LESSONS must be learned to prevent the King Alfred ending up like the Brighton Centre, experts have warned.

Dr Geoffrey Mead, from the University the Sussex, said comparisons could be drawn between the newly unveiled £400 million leisure centre and housing scheme - with both being “highly unimaginative and dull”.

He said the city needs a development with some “pizzazz” but instead could be at risk of having a repeat of the Brighton Centre – which is earmarked for demolition as part of a £450 million redevelopment.

Dr Mead said: “When it was built the Brighton Centre was considered modern and of the brutalist design but it has never been a loved structure – why would you want to do something similar to that?”

He added: “The designs for the King Alfred look pretty mundane going as far as dire.

“It is such an unimaginative use for a prime site on the seafront. This is Brighton and Hove, we are famous for the dramatic, they never ever should have denied Gehry.”

The King Alfred redevelopment was described as “solid, dependable architecture” by Rory Olcayto, the editor of the Architects Journal.

But Dr Samer Bagaeen, from the University of Brighton, echoed Dr Mead’s sentiment and said “it is solid, but solid is not good enough”.

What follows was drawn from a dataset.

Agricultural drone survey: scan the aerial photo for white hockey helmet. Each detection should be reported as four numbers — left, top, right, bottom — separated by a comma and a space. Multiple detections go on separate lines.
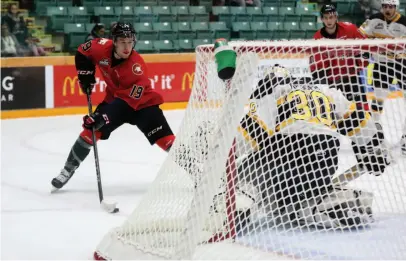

He said: “I do not think it is imaginative or iconic. We deserve something a lot more daring and the city needs something more daring – but this is just playing it safe.”

Dr Bagaeen warned the design itself could become “out of date” in five years and pointed to waterfront developments in Liverpool as more welcome examples of architecture.

The designs for new £40 million leisure centre and 560 apartments, headed by the Starr Trust and Crest Nicholson, were unveiled earlier this week to mixed reaction.

The lead architects on the scheme are London-based Haworth Tompkins who won the Stirling Prize in 2014 for Liverpool’s Everyman theatre and who were also selected for a home-building scheme in the London Olympic Park.

An extensive consultation is launching this summer and a planning application is to be submitted early next year.

Helmut Lusser, chairman of the Hove Civic Society, said: “There are two schools of thought, one is harking back to the Gehry Development that was much more Brighton.

“But if you remember there was incredible opposition to that scheme and now we have something which is much less exciting but more malleable.”

He added: “We would like to reserve our judgements in terms of the details. There is a lot which can be changed.”